Sorry if i misunderstand you. I got the part about (1) is the hotspot (which i also commented on my prior post) and that (2) is just an average - but does an average of all possible temps. inside a CPU not give you a better overall picture to go by, than a "worst case hotspot this very second" reading in one tiny part of the processor? Or am i not getting this right?



oxrufiioxo said:


> Click file then preferences run it for at least 600 seconds.
> 
> View attachment 144886


Thanks buddy - just had a look myself and found it. Appreciate it anyway.

Running now...

Ok 600 seconds of R20 gave me an 70.2 degrees celcius. How is that?


----------



## oxrufiioxo (Feb 15, 2020)

Emiliano85 said:


> Sorry if i misunderstand you. I got the part about (1) is the hotspot (which i also commented on my prior post) and that (2) is just an average - but does an average of all possible temps. inside a CPU not give you a better overall picture to go by, than a "worst case hotspot this very second" reading in one tiny part of the processor? Or am i not getting this right?
> 
> 
> Thanks buddy - just had a look myself and found it. Appreciate it anyway.
> ...



very good


----------



## Emiliano85 (Feb 15, 2020)

oxrufiioxo said:


> very good


Okay i'm glad to know! What would be the upper (very bad) and lower (exeptionally good) limits for this more or less?


----------



## Zach_01 (Feb 15, 2020)

Emiliano85 said:


> Thanks for weighting in here as well.
> 
> I know idle temps. are not too important, it's just a little discouraging still when i've spent to much money on all the "best new equipment", reading how people are achieving lot lower temps. and/or mocking everything above 40, if you know what i mean. But it is what it is i guess. Most of all i just want to make sure i'm not doing anything wrong (in regards of thermal paste, installation, fan/pump setup etc.) or that i didn't receive an faulty unit from NZXT. As i said, i'm new to this. Better safe than sorry.
> 
> ...


Latest chipset drivers only by AMD I suggest... (Jan 2020)

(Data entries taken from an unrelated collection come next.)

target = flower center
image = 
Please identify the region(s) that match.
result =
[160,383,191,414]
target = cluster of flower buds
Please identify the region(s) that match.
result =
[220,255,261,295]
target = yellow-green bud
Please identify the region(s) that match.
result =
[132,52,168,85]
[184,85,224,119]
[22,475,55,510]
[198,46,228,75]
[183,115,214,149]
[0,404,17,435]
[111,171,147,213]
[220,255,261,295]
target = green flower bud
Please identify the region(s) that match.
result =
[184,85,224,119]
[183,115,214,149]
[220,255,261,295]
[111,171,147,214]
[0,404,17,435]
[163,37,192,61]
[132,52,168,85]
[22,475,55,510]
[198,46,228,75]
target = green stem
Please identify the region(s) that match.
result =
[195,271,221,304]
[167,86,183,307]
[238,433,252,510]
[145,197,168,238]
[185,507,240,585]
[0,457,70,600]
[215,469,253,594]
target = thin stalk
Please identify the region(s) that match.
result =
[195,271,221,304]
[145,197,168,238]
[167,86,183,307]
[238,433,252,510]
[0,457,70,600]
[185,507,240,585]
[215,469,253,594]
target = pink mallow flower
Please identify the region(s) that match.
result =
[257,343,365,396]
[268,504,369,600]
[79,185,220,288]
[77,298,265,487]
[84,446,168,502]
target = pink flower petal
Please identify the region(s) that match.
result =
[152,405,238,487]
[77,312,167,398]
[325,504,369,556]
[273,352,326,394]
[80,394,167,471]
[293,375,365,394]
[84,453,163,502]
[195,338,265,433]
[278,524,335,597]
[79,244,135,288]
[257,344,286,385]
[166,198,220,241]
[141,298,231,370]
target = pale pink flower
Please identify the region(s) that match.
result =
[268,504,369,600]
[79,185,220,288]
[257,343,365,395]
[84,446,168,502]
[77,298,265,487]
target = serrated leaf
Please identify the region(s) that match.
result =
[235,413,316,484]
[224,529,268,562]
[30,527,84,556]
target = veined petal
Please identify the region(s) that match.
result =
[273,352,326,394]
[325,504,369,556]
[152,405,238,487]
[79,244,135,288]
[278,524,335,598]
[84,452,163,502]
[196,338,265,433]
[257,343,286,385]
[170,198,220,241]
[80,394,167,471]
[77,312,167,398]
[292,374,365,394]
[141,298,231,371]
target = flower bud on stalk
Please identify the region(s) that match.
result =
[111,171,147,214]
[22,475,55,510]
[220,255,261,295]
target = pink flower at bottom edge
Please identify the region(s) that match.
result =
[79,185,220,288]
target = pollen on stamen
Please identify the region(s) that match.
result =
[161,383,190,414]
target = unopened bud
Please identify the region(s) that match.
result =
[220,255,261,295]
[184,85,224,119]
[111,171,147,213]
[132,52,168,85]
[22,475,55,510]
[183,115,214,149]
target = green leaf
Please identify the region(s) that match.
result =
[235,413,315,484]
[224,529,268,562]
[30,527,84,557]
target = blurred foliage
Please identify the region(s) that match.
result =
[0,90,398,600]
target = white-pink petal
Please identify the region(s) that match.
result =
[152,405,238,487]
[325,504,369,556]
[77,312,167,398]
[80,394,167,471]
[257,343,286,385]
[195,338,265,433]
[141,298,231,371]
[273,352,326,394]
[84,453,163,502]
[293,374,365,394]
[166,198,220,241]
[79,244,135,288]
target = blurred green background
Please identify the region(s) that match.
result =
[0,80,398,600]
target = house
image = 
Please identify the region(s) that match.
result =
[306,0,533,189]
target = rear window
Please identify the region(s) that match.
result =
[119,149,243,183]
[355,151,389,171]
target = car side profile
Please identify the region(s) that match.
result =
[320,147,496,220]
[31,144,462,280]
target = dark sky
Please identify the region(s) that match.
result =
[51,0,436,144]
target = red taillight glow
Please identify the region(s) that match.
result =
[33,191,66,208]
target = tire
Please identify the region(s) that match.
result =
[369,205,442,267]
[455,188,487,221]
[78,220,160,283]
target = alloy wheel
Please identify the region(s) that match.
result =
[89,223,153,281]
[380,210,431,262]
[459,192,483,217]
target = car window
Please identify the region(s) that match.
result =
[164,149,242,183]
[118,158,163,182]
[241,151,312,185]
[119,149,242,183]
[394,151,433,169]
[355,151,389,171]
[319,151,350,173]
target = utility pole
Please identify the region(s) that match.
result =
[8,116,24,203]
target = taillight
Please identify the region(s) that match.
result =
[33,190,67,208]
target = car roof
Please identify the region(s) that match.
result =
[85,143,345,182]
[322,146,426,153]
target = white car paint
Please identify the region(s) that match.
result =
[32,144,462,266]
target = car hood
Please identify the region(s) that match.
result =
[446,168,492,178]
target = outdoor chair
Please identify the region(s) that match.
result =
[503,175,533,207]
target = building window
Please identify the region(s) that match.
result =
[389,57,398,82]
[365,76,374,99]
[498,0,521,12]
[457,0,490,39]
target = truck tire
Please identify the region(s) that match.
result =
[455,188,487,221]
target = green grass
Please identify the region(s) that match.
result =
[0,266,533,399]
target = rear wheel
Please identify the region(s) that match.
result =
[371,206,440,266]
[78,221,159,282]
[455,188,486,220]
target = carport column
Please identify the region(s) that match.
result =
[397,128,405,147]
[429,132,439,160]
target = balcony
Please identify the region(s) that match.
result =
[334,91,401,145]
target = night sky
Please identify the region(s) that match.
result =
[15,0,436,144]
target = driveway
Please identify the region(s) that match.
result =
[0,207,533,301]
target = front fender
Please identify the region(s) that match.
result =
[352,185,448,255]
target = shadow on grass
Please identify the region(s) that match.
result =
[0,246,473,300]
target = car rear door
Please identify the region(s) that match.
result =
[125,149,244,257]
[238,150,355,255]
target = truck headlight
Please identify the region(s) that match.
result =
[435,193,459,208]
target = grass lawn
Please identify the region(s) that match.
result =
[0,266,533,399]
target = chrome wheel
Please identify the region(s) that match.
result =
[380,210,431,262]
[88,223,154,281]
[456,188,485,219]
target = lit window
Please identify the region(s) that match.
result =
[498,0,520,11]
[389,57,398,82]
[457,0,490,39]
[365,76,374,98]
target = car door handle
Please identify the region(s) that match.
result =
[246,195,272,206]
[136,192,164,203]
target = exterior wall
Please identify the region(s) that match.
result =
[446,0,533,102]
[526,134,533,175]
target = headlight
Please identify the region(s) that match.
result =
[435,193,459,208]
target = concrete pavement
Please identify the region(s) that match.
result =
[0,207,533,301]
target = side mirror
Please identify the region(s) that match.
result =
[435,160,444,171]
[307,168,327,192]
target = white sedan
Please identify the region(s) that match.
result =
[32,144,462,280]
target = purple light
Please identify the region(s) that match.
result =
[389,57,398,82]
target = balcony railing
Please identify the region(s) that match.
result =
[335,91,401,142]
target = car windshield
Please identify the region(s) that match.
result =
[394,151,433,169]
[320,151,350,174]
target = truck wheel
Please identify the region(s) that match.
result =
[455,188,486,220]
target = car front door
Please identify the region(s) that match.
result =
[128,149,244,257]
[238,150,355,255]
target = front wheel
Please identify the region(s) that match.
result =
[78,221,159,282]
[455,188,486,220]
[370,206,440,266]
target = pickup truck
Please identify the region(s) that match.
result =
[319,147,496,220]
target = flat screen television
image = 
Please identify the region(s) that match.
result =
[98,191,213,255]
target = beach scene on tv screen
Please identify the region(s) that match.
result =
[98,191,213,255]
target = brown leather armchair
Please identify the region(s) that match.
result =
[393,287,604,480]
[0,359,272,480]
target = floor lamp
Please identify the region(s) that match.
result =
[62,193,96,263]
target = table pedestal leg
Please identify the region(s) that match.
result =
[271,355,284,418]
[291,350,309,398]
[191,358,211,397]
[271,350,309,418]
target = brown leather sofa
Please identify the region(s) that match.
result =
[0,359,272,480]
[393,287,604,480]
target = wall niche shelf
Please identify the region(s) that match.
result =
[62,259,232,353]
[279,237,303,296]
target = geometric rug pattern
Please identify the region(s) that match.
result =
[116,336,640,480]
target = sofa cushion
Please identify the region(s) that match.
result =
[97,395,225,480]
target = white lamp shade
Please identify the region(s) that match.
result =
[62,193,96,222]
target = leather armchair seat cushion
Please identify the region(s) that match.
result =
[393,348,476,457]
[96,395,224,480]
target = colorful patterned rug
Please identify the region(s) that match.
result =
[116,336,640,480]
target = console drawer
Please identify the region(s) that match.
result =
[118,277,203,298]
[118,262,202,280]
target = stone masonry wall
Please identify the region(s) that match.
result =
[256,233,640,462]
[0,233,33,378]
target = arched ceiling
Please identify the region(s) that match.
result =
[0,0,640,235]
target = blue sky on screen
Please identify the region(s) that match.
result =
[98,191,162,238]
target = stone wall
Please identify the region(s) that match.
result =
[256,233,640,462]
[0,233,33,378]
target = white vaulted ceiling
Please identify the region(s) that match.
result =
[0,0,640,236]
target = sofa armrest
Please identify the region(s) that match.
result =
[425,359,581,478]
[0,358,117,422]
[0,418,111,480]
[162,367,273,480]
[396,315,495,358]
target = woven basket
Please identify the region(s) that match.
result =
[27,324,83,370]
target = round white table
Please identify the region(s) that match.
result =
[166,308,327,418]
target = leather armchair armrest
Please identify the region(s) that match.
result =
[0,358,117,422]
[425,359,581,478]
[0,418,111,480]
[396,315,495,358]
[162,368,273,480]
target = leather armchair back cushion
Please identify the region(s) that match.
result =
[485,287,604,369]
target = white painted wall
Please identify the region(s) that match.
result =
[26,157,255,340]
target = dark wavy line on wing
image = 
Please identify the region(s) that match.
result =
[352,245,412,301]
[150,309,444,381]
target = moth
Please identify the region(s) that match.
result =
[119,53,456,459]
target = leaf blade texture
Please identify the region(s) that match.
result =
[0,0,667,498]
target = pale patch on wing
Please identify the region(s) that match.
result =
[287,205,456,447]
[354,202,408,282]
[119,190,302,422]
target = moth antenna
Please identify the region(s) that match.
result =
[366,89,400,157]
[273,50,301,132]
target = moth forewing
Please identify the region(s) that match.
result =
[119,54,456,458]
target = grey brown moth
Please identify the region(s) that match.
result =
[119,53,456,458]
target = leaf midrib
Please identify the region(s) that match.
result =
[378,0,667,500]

			https://www.amd.com/en/support/chipsets/amd-socket-am4/x570
		

And Win10 on v1909.

If you want a powerplan specifically designed for 3000 install the 1usmus v1.1 universal powerplan.








						1usmus Custom Power Plan for Ryzen 3000 Processors (v1.1) Download
					

This custom power plan for AMD Ryzen 3000 "Zen 2" processors will ensure that workloads do not bounce between cores, leading to higher and more stabl




					www.techpowerup.com
				




This to work right has some requirements
1. Latest AGESA 1.0.0.4 B
2. Latest chipset drivers (Jan 2020)
3. Win10 v1909

4. Certain BIOS settings

Global C-state Control = Enabled
Power Supply Idle Control = Low Current Idle
CPPC = Enabled
CPPC Preferred Cores = Enabled
AMD Cool'n'Quiet = Enabled
PPC Adjustment = PState 0



Emiliano85 said:


> Sorry if i misunderstand you. I got the part about (1) is the hotspot (which i also commented on my prior post) and that (2) is just an average - but does an average of all possible temps. inside a CPU not give you a better overall picture to go by, than a "worst case hotspot this very second" reading in one tiny part of the processor? Or am i not getting this right?


You got it right. Its up to you what you want to follow.
All 1,2,3/4 readings are true on their own specific way.

_1. CPU (Tctl/Tdie)
2. CPU Die (average)
3. CPU CCD1 (Tdie)
*4. CPU CCD2 (Tdie)

*(If CPU has second CCD)_ 

Personally I pay attention to 2. less than the others. In your case specifically with your CPU having 2 CCD the "2. average" is less close to real. If 1 CCD has an average of 70C and the other CCD average of 60C you will see 65C as the 2. average.

And for HWiNFO I suggest to use latest version (6.22-4060 or beta 6.23-4080)
Its a great tool





Emiliano85 said:


> Okay i'm glad to know! What would be the upper (very bad) and lower (exeptionally good) limits for this more or less?


The operating limit of 3000 is 95C, but keep it as low as possible, under 70C if you want to get better performance.


----------



## Emiliano85 (Feb 15, 2020)

Zach_01 said:


> Latest chipset drivers only by AMD I suggest... (Jan 2020)
> 
> 
> https://www.amd.com/en/support/chipsets/amd-socket-am4/x570
> ...


Thanks. Will try the AMD drivers. 

Question (i tried Googling, but can't seem to find an definite answer): Do i have to uninstall the current chipset drivers before installing the AMD ones - and if so, how do i go about with this?


----------



## oxrufiioxo (Feb 15, 2020)

Emiliano85 said:


> Thanks. Will try the AMD drivers.
> 
> Question (i tried Googling, but can't seem to find an definite answer): Do i have to uninstall the current chipset drivers before installing the AMD ones - and if so, how do i go about with this?




it should be installing them and removing the old ones.


----------



## Zach_01 (Feb 15, 2020)

I never uninstalled previous ones. But it wont hurt doing it...


----------



## Emiliano85 (Feb 15, 2020)

Ok thanks guys.


----------



## oxrufiioxo (Feb 15, 2020)

Emiliano85 said:


> Ok thanks guys.



off topic but how is the GPU situation going?


----------



## Emiliano85 (Feb 15, 2020)

oxrufiioxo said:


> off topic but how is the GPU situation going?


I just got a brand new one 2 days ago - this one is much much better. Almost silent. Fantastic RMA by the shop i bought it in - they were the ones changing it for a new card, not Asus.


----------



## oxrufiioxo (Feb 15, 2020)

Emiliano85 said:


> I just got a brand new one 2 days ago - this one is much much better. Almost silent. Fantastic RMA by the shop i bought it in - they were the one changing it for a brand new one!




Happy to hear that.


----------